Manisa, geçtiğimiz günlerde bir koca dehşetine tanıklık etti. Olay, akşam saatlerinde evde meydana geldi. İddiaya göre, 41 yaşındaki M.A., 39 yaşındaki eşi S.A.’yı bıçakla ağır yaraladıktan sonra, 8 yaşındaki kızını da yaraladı. Yaşanan bu vahşet, yalnızca bir kadının hayatını kaybetmesi değil, aynı zamanda bir çocuğun da yaralanması ile sonuçlandı. Toplumda infial yaratan olay, kadına yönelik şiddetin acı bir örneği olarak kayıtlara geçti.
Olay, gece geç saatlerde Manisa'nın bir mahallesinde meydana geldi. M.A., eşi S.A. ile bir tartışma yaşamaya başladı. İddiaya göre, tartışma büyüyünce M.A. sinirlerine hakim olamayarak eşine saldırdı. Eşi S.A.’yı bıçaklayan M.A., olay sırasında kızının da yaralanmasına neden oldu. Olay sonrası evin içinden yükselen çığlıklar, komşuları harekete geçirdi. Hızla olay yerine gelen komşular, durumu yetkililere bildirdi. Polis ve sağlık ekipleri hızla olay mahalline intikal ederek gerekli müdahaleleri gerçekleştirip her iki yaralıyı hastaneye kaldırdı.
Hastaneye kaldırılan S.A., yapılan tüm müdahalelere rağmen hayatını kaybetti. Küçük kız ise, vücudundaki yaralarla birlikte derhal tedavi altına alındı. Şu anda sağlık durumu stabil olduğu bildirilen kız çocuğu, yaşadığı travmanın etkisi altında olduğu uzmanlar tarafından ifade edilmektedir. Olay yerinde toplanan kalabalık, M.A.'nın yapılması gerekenin adalet olduğunu savunarak tepkilerini dile getirdiler.
Bu tür bir olay, yalnızca bir aileyi değil, tüm toplumun huzurunu etkileyen bir durum olarak değerlendirilmelidir. Kadına yönelik şiddet, ülkemizde maalesef hala ciddi bir sorun olmaya devam ediyor. Her gün yüzlerce kadın, şiddete maruz kalıyor ya da yaşamlarını kaybediyor. Manisa’da yaşanan bu koca dehşeti, bir kez daha kadına yönelik şiddetin ciddiyetini gözler önüne serdi. Kadınların korunması ve bu tür olayların önlenmesi için daha fazla önlem alınması gerektiği aşikar.
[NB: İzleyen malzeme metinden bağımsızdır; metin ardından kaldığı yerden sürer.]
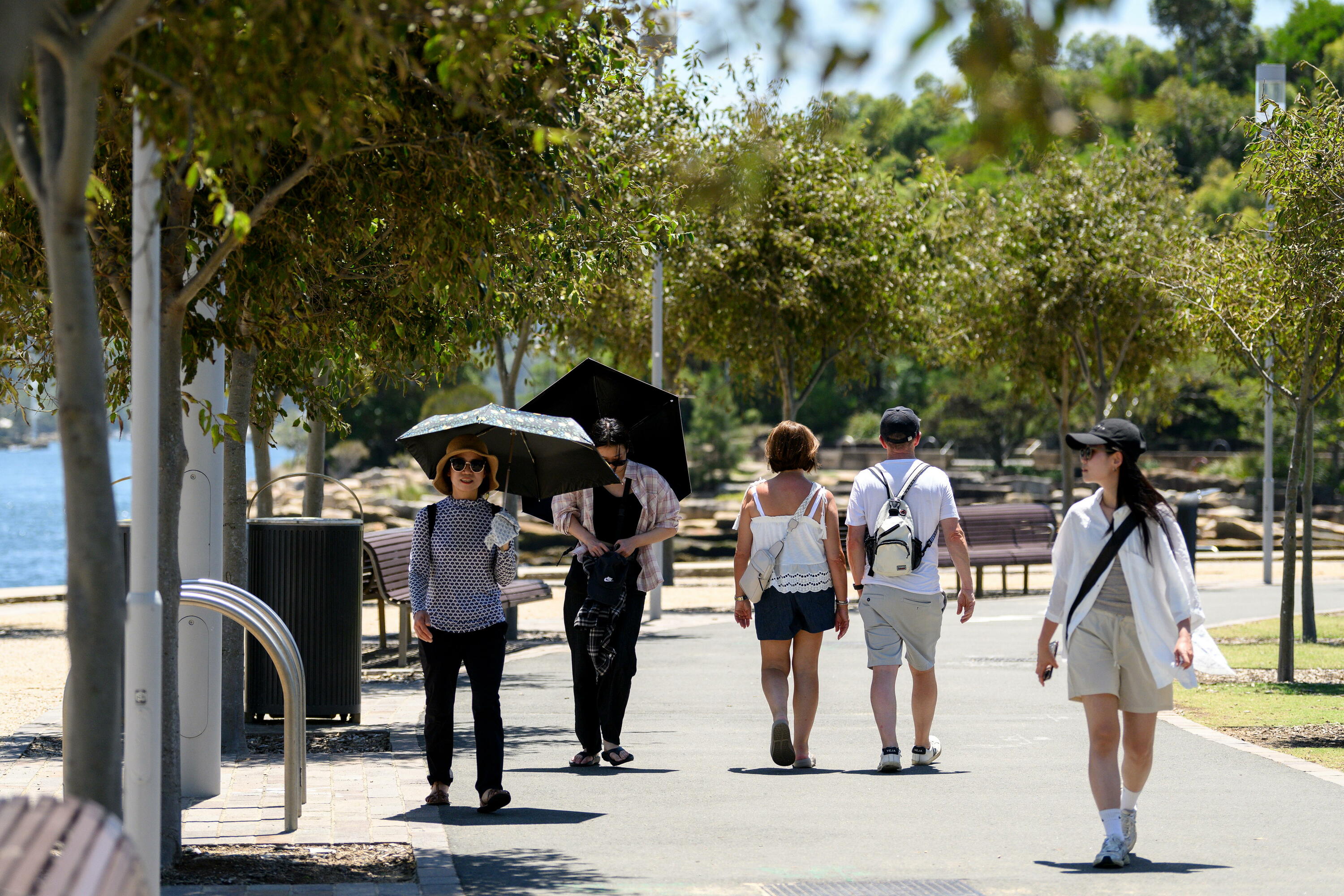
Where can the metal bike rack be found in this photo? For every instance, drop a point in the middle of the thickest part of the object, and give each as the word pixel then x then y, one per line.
pixel 265 625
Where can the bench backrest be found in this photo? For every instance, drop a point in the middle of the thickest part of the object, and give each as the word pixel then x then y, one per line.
pixel 388 556
pixel 65 848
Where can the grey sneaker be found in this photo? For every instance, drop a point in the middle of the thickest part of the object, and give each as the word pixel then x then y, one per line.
pixel 1112 853
pixel 1129 825
pixel 926 755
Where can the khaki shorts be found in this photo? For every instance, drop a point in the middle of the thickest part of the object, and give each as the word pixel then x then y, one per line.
pixel 896 620
pixel 1105 657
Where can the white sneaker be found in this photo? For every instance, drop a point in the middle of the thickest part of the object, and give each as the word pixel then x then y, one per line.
pixel 1129 825
pixel 890 759
pixel 1112 853
pixel 926 755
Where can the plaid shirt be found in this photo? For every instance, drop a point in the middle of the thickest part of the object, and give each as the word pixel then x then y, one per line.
pixel 660 511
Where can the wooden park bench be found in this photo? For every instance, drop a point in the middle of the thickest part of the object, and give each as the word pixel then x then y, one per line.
pixel 388 556
pixel 65 848
pixel 1004 535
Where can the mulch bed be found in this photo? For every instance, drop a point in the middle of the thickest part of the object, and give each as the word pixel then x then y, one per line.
pixel 1323 735
pixel 357 741
pixel 238 864
pixel 1271 676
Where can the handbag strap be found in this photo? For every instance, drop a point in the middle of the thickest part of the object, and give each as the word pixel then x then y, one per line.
pixel 1103 560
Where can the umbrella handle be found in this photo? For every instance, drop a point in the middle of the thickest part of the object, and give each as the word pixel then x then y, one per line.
pixel 289 476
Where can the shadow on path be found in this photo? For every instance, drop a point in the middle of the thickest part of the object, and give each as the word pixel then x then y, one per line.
pixel 465 814
pixel 784 770
pixel 1136 867
pixel 526 871
pixel 597 770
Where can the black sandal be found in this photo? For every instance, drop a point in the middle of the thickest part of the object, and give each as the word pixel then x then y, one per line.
pixel 607 754
pixel 589 761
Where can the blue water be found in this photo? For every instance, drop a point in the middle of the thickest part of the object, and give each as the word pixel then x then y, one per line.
pixel 33 526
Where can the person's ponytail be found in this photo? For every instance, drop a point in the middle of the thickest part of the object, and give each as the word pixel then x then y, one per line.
pixel 1142 497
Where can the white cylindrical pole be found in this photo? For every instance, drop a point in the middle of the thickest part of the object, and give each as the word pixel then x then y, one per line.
pixel 1268 480
pixel 144 607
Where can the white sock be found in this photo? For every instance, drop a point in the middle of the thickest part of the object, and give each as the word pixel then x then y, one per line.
pixel 1111 821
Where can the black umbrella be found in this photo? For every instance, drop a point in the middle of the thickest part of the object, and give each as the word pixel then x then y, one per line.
pixel 593 390
pixel 539 456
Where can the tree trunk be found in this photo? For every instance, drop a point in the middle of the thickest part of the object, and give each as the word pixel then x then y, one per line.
pixel 172 466
pixel 1287 594
pixel 1308 517
pixel 241 375
pixel 316 462
pixel 261 462
pixel 96 594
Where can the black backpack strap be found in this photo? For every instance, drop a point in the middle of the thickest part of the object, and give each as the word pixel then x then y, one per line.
pixel 1104 560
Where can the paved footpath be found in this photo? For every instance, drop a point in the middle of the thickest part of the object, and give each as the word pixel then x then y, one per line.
pixel 1007 810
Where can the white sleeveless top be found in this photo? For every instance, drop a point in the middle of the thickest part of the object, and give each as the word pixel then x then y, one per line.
pixel 803 563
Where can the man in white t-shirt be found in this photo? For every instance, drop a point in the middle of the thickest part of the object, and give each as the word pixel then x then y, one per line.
pixel 906 614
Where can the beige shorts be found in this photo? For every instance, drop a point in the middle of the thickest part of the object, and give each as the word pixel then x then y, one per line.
pixel 1105 657
pixel 896 620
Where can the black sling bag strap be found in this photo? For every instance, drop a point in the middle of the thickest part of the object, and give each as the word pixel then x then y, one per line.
pixel 1103 560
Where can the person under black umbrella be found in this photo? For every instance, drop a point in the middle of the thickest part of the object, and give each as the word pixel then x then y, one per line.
pixel 615 566
pixel 463 550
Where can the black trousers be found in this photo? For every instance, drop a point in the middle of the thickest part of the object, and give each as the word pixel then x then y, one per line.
pixel 600 703
pixel 441 660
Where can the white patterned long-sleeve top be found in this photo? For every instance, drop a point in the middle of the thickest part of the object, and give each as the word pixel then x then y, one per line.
pixel 453 575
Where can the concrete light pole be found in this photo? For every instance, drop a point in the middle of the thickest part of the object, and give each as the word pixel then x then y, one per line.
pixel 659 42
pixel 1271 86
pixel 142 780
Herkesin el birliği ile mücadele etmesi gereken bu sorun, yalnızca ailelerin sorunu değil, toplumun en temel sorunlarından biridir.
Yetkililer, kadın cinayetlerinin önlenmesi adına daha fazla eğitime ve farkındalığa ihtiyaç olduğunu vurgularken, sivil toplum kuruluşları da benzer olayların tekrar yaşanmaması için toplumsal bilinci artırmayı hedefliyor. Manisa'daki korkunç olay, kadına yönelik saldırılara karşı duyarsız kalmamak gerektiğinin bir hatırlatıcısıdır. Bireylerden devlet kurumlarına kadar herkesin mutlaka üzerine düşeni yapması şarttır. Kaybedilen bir yaşam, yalnızca bir kişinin değil, bir ailenin ve toplumun da geleceğini karartmaktadır.
Sonuç olarak, Manisa’da yaşanan bu trajik olay, yine bir kadının hayatına mal oldu ve bir çocuğun yaşamında iz bıraktı. Kadına yönelik şiddet ile mücadelede daha fazla adım atılması, toplumsal bilinç yaratılması ve gerekli hukuki düzenlemelerin yapılması için herkesin üzerine düşeni yapması gerekiyor. Yaşanan acının sona ermesi için tek çare, toplumsal bir mücadele başlatmak ve bu konuda duyarsız kalmamaktır. Kadına yönelik şiddetin son bulması için haykırmak ve sesimizi yükseltmek şarttır.